As a little girl, all of my mother's friends had daughters older than me.  I was the default flower girl.  Touring their brand new houses, I dreamed of the time that I, too, would have a nice husband, living in a neat, clean house and pillows whose only purpose were to be covered with shams and placed beautifully on a bed made with military precision, looking as if it was never slept on.  Their Ethan Allen couches were clean, their coffee tables held nothing but a simple vase and a copy of Architectural Digest or The New Yorker.  Their kitchens had Calphalon pots and pans hanging above the island, conjuring images of serving a full dinner with wine and dessert by candlelight every evening on their polished cherry dining room table with ivory damask cushions, before retiring to the formal living room to read Harper's and discuss the day's events, free from disagreement and discomfort.  Before bed, the kitchen would be immaculately clean, and lit only by the small light above the stove, dimly illuminating it's smooth, shiny aluminum surface.  Matching dinner plates put in their places, pots and pans hung up again, and coffee ready to go in the morning, courtesy of the black Braun coffeemaker neatly placed on the spotless counter, calm and deep sleep on the smoothest, cleanest sheets is assured.

Though i've lived with a man for the better part of a decade, i'm single.  I've never had a bridal shower.  Therefore, my furniture doesn't match.  My sheets don't match my comforter.  My comforter doesn't coordinate with my bedroom curtains.  Who am I kidding - what bedroom curtains?  My mattress and box spring sit directly of the floor.  My towels don't match anything, including each other.  I have a mustard yellow stove, bought used along with my mustard refrigerator, for $200.  I have no countertops.  My pots and pans are thrown together with cookbooks, cans of condensed soup and jars of peanut butter on some bookshelves brought in from the living room.  My floor, no matter how much I scrub, will never gleam.  Daily, I am forced to endure the indignity of drying myself with a towel that in no way coordinates with the towel with which I wrap my hair or the bathrobe I wear while applying my makeup in the living room.

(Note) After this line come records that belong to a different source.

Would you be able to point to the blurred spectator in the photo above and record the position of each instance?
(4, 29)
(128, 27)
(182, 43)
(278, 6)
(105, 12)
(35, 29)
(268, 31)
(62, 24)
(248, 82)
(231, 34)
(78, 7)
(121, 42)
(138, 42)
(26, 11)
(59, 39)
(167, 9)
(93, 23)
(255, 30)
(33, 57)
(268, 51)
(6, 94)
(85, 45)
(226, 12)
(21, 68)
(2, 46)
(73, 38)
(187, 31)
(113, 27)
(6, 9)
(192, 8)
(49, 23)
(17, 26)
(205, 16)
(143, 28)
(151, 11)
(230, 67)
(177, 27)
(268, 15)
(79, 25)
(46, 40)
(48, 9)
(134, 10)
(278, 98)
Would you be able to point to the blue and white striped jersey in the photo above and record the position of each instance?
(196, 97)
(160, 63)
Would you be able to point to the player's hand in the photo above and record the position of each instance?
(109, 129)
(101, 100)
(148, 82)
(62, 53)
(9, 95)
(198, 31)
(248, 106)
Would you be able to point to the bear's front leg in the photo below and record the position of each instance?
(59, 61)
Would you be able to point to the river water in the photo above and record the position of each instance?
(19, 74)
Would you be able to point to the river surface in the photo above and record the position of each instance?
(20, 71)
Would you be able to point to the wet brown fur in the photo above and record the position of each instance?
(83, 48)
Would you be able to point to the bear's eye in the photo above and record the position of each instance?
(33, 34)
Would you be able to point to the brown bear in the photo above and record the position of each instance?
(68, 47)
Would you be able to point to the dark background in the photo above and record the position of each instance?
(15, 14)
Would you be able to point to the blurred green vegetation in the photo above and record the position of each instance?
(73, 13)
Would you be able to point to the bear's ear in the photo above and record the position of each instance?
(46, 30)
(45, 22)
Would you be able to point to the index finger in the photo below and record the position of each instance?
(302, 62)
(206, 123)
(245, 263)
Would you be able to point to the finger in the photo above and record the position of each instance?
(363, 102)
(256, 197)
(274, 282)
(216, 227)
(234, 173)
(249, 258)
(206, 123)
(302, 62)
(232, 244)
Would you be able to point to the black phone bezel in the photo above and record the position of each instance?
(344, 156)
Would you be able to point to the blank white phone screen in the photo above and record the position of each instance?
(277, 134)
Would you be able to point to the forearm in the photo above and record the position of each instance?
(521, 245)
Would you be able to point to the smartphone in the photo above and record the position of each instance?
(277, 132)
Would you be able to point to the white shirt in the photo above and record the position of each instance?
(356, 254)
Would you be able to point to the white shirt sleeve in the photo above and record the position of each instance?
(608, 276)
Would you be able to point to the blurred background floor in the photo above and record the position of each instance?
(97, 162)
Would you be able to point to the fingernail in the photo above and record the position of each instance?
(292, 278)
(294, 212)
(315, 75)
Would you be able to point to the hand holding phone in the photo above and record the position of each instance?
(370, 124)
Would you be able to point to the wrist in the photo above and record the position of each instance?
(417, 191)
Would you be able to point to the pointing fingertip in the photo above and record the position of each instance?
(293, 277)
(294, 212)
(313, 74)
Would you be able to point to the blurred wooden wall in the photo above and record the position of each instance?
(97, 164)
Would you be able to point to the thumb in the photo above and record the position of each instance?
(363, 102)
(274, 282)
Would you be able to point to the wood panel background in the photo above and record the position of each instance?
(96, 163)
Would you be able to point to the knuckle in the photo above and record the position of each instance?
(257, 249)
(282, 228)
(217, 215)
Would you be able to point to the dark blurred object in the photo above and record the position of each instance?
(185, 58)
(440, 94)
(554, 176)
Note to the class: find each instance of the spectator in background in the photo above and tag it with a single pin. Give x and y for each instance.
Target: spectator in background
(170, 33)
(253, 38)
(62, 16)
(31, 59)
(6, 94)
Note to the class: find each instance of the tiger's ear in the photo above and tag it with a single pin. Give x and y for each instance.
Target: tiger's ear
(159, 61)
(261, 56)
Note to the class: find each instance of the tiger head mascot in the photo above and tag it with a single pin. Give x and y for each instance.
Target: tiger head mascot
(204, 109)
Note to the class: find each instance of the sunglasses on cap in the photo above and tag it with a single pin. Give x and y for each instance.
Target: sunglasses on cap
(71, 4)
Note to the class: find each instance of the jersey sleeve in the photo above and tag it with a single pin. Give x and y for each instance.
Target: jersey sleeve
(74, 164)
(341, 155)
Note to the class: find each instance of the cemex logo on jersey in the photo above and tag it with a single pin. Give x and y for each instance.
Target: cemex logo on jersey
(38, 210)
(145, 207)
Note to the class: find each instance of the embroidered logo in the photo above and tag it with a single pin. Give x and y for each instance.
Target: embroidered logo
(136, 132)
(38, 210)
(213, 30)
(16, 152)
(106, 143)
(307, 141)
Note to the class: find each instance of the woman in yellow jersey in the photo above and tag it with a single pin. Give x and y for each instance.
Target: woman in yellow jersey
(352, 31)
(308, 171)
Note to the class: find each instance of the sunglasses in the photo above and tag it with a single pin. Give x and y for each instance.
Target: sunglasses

The solution?  Get married.  Once you walk down the aisle in the white dress, you are transformed into a domestic wonder.  With all of those gifts carefully chosen on a Saturday afternoon with your mother and future mother-in-law, you become a cookie baking, casserole making, master decorator.  You will have a sewing room that will become the baby's room exactly two years after the wedding.

Perhaps it's the idea of choosing your own gifts.  It's shopping without spending any money.  I'm so jealous of my friends.  In just months, their lives will be perfect.  With their stainless steel bar accessories and shiny new wine glasses, parties will be hosted with ease.  There will be witty banter, and no one will vomit.  Not at these parties.  No longer will their dishes go unwashed in the sink.  No more will they be forced to rest their heads on pillowcases that don't match their sheets.

Are we born with an internal need for bridal registry?  Do we get married just for the gifts?  I could go on and on about the perpetuation of this myth in order to force women into marriage, and with that a life of unpaid servitude, but that's too easy.  You, know, easy like my life would be if I had a matching duvet and bed ruffle.